Uma das primeiras tarefas de Mark no cargo é recepcionar uma nova empregada do seu setor, o de "refinamento de macrodados" — nem ele nem seus subordinados (os personagens sinistramente engraçados de John Turturro e Zach Cherry) sabem exatamente o que fazem; só ficam observando números em uma tela de computador retrô e pescando-os para um arquivo quando depararem com uma formação considerada "perigosa".
A nova contratada é Helly, em ótima atuação de Britt Lower, a protagonista feminina do seriado de comédia romântica Jovem Solteiro à Procura (2015-2017).

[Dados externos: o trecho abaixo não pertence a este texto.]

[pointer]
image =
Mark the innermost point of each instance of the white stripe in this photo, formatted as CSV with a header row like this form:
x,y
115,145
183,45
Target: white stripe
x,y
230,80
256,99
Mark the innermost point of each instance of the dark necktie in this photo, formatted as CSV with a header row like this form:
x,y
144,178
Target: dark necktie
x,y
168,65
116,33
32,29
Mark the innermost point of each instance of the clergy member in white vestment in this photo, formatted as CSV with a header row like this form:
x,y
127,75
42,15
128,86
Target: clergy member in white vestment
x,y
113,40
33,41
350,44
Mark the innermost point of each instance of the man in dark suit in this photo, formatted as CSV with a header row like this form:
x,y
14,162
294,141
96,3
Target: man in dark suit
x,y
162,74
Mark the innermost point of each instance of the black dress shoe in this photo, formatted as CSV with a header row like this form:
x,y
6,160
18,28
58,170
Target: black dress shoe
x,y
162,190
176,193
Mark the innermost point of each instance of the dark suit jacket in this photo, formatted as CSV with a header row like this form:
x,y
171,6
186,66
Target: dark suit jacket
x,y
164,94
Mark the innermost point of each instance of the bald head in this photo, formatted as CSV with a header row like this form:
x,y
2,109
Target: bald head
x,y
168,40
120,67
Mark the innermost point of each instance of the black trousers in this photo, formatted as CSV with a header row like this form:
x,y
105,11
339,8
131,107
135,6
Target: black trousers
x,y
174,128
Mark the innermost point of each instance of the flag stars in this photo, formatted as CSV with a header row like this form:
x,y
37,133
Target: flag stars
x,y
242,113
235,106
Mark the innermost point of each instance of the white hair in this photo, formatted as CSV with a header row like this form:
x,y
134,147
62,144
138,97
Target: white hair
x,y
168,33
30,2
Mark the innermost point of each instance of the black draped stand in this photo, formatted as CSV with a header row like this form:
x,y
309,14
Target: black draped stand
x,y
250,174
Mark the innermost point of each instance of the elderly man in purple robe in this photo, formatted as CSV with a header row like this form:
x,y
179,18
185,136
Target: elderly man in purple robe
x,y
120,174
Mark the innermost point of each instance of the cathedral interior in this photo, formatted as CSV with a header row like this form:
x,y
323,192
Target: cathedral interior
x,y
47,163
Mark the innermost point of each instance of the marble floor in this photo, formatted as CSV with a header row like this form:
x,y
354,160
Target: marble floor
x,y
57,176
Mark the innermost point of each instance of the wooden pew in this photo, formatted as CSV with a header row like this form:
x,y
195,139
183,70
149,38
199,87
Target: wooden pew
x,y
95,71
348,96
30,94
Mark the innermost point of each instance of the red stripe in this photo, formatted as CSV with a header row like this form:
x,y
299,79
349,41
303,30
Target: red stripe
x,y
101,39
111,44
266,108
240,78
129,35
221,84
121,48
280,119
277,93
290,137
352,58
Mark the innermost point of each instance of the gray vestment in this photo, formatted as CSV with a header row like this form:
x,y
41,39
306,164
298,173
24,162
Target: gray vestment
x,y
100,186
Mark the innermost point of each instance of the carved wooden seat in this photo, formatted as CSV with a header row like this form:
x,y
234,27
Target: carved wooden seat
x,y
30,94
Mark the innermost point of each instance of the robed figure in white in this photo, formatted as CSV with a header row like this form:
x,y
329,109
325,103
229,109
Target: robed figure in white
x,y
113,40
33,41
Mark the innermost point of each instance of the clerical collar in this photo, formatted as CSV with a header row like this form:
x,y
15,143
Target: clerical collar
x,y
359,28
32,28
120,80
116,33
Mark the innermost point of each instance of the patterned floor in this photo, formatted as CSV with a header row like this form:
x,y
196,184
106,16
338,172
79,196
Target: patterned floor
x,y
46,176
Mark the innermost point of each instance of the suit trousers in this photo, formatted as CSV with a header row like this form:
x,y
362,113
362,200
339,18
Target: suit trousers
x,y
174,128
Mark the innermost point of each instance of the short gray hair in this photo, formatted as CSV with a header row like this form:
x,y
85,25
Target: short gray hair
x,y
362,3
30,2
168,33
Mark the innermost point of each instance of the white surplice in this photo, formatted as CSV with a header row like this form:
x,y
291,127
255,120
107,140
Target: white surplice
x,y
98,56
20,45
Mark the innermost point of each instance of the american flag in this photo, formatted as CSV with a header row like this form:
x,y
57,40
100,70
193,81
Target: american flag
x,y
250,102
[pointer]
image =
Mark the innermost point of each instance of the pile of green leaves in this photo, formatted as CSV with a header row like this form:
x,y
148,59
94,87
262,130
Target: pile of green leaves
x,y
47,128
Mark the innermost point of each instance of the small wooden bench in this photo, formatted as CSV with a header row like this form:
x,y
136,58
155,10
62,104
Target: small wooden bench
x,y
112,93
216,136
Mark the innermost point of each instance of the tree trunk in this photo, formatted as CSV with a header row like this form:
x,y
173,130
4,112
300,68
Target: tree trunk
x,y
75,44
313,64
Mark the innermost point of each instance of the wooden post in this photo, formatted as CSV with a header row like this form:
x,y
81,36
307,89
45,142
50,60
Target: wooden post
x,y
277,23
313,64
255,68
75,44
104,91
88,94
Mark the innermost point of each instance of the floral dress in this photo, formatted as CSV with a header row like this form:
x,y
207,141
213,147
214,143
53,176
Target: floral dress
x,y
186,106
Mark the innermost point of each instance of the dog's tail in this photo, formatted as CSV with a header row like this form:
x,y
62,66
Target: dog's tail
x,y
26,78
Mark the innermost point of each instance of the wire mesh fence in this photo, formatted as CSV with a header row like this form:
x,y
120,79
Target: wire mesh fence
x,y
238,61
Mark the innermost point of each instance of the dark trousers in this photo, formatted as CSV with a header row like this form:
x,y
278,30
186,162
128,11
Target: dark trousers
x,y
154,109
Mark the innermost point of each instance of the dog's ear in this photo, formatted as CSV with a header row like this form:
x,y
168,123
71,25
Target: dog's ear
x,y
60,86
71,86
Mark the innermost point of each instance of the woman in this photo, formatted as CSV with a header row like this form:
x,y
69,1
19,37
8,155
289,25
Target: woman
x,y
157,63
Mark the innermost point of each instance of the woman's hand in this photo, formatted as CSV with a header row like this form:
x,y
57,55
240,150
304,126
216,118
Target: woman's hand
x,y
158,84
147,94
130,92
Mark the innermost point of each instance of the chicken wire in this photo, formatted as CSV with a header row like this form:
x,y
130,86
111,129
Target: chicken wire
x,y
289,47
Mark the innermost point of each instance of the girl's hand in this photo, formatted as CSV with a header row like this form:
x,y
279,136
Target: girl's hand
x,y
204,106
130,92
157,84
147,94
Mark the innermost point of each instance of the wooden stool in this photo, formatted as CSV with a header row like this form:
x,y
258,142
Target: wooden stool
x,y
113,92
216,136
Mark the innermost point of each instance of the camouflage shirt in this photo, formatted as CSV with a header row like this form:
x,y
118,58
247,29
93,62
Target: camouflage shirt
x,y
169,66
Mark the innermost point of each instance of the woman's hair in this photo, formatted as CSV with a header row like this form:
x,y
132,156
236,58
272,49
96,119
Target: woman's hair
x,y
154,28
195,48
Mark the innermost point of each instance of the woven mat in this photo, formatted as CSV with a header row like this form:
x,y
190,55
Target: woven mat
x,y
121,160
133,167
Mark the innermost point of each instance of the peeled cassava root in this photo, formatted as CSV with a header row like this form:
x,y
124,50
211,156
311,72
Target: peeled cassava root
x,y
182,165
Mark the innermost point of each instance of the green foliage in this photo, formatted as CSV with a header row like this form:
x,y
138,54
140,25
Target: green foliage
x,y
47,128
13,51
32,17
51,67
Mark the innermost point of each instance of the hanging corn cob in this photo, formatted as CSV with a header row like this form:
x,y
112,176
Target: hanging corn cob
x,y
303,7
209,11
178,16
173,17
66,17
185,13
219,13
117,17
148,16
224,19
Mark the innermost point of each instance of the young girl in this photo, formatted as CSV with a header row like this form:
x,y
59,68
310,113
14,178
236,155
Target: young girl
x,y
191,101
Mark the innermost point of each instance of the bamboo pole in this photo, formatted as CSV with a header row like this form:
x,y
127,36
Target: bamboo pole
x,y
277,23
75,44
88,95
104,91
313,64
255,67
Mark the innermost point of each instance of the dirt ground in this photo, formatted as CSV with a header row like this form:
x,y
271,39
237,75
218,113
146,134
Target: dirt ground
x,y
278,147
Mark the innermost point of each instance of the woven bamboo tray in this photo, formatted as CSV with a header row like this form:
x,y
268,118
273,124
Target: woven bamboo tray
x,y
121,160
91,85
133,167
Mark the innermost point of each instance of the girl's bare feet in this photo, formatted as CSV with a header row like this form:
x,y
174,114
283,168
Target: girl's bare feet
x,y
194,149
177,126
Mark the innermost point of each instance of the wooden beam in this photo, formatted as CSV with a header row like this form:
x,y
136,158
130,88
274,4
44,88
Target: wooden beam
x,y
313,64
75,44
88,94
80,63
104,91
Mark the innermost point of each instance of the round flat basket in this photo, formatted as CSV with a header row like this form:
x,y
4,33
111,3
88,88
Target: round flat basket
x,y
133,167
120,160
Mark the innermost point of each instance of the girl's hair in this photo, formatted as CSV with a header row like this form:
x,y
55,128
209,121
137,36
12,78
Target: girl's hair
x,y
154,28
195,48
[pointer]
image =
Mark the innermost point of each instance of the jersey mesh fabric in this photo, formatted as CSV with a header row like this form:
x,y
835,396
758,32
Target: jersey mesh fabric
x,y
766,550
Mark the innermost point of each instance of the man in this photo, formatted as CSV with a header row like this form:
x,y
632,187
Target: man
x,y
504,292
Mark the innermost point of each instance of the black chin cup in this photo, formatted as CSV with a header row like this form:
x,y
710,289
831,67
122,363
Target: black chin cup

Ela tentará lutar contra o sistema, mas vai esbarrar em uma esmerada burocracia, em uma altíssima tecnologia e em um dedicado supervisor dos innies, Milchick — papel de Tramell Tillman, outro destaque em um elenco que inclui o veterano Christopher Walken, 78 anos, em sua segunda série seguida (a anterior foi The Outlaws, lançada em 2021) após décadas de dedicação aos filmes.
A ambientação é mais um ponto alto de Ruptura. Os figurinos puxam bastante para o azul, cor associada à tristeza (não é à toa que o ritmo musical se chama blues). A tecnologia anacrônica é um indicativo de que os empregados da Lumon só podem usar os computadores para o trabalho, sem comunicação com o mundo exterior ou acesso a redes sociais. Os corredores são claustrofóbicos, labirínticos e intermináveis. E não há janelas nos melancólicos escritórios — que são imensos, para reduzir o indivíduo perante a instituição, e vazios, como um símbolo da vida sem vida dos innies.